Statement zum Wiesbadener Haushalt 2026
Am 27. November verabschiedet die Stadtverordnetenversammlung den Wiesbadener Haushalt für 2026. Mit Blick auf ausgebliebene Reformen und das dritte Rezessionsjahr in Folge fordert die IHK Wiesbaden die Stadtpolitik auf, wirtschaftliches Wachstum zu priorisieren. Gleichzeitig müssen Land und Bund die Finanzierung der Kommunen reformieren.

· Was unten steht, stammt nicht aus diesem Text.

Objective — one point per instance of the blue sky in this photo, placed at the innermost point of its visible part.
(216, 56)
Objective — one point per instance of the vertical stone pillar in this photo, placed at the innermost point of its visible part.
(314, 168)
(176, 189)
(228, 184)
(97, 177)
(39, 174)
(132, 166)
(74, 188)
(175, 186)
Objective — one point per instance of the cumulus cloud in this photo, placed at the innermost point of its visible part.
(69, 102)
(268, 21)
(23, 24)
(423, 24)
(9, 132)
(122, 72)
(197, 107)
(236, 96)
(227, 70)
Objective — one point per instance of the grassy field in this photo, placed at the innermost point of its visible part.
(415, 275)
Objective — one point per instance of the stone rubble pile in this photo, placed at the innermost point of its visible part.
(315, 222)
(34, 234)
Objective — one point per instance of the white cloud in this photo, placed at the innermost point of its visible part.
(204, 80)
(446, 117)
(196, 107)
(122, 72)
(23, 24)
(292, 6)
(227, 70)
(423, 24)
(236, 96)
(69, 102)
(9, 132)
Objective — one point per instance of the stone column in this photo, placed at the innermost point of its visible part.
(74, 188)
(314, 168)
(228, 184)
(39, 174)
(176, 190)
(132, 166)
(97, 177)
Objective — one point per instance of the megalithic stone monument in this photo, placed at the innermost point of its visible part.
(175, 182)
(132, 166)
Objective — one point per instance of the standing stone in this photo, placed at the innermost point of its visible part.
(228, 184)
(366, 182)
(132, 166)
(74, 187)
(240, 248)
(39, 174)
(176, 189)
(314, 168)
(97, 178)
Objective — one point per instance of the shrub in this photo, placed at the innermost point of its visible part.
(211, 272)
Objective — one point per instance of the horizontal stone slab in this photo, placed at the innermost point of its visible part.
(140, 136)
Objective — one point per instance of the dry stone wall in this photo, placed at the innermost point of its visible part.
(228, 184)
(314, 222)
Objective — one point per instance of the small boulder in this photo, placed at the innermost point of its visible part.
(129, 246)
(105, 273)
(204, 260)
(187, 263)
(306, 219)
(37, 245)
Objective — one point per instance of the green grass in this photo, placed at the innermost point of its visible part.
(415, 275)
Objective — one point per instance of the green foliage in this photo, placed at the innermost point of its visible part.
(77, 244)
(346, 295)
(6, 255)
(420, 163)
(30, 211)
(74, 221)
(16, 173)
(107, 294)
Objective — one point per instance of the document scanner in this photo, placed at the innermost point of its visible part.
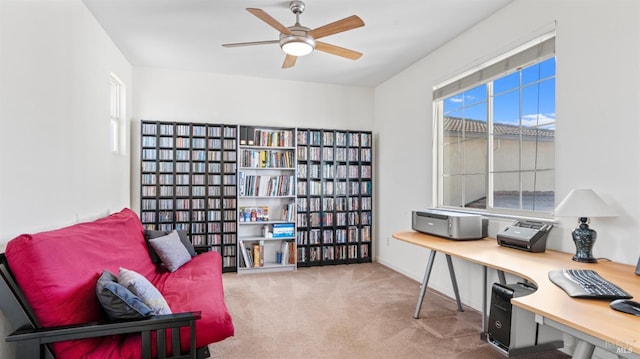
(449, 224)
(530, 236)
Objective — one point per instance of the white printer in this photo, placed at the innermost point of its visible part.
(449, 224)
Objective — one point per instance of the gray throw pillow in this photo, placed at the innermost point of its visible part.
(184, 238)
(170, 250)
(140, 286)
(117, 301)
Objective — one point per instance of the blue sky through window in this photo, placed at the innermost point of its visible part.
(536, 85)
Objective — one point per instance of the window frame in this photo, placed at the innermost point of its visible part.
(531, 53)
(117, 114)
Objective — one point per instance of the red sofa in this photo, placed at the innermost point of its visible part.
(57, 271)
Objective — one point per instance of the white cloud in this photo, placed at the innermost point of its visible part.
(539, 120)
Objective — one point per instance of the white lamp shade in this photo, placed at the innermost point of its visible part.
(583, 203)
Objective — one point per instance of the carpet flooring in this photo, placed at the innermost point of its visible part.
(347, 311)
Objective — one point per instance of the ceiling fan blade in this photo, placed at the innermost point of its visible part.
(238, 44)
(348, 23)
(337, 50)
(262, 15)
(289, 61)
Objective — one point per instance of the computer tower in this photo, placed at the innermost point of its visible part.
(512, 328)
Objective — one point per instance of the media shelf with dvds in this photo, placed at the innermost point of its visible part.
(297, 197)
(266, 199)
(334, 197)
(188, 182)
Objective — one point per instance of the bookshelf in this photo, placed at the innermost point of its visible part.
(188, 182)
(334, 197)
(266, 199)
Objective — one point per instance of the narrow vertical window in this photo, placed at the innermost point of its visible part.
(116, 115)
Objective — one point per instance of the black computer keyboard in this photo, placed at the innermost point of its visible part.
(586, 283)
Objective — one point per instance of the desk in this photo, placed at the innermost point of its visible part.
(589, 320)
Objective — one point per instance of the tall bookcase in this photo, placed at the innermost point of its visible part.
(266, 199)
(334, 196)
(188, 182)
(299, 197)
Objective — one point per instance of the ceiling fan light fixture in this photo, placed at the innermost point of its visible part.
(296, 45)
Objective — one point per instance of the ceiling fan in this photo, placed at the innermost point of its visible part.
(298, 40)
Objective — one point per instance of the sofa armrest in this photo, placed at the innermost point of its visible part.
(30, 342)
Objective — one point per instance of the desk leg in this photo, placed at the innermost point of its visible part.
(501, 277)
(425, 281)
(484, 300)
(584, 350)
(454, 283)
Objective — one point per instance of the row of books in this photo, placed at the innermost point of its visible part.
(253, 214)
(251, 185)
(252, 136)
(253, 254)
(267, 159)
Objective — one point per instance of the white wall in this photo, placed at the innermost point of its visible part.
(598, 123)
(166, 95)
(55, 163)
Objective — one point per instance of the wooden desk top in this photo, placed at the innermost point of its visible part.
(590, 316)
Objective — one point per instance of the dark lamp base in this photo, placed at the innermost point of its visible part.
(584, 239)
(585, 260)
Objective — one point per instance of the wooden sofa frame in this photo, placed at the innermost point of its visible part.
(32, 341)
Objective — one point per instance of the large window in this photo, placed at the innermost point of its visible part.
(496, 135)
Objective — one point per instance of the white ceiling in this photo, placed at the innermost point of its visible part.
(188, 35)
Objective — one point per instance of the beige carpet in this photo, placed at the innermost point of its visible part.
(346, 311)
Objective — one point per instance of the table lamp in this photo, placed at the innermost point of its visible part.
(584, 204)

14. November 2025 - Am 27. November beschließt die Stadtverordnetenversammlung Wiesbadens Haushalt. „Auf der Einnahmeseite könnte eigentlich Grund zur Freude bestehen: Die Gewerbesteuereinnahmen waren in Wiesbaden wie auch in Hessen generell nie höher“, erklärt IHK-Präsident Jörg Brömer. Sie lagen im 3. Quartal 2025 mit 2 Milliarden Euro um 180 Millionen Euro höher als im Vorjahresquartal - ein Hinweis auf das Leistungspotenzial der hessischen Wirtschaft.
Wiesbaden: Vom finanziellen Polster zur Defizitlage
Planungsspielräume konnte sich die Stadt damit aber nicht erarbeiten. Nach Einschätzung der IHK Wiesbaden sind keine echten Sparanstrengungen oder klare Prioritäten erkennbar. Die Ausgaben - auch für freiwillige Leistungen - steigen im Gegenteil weiter an.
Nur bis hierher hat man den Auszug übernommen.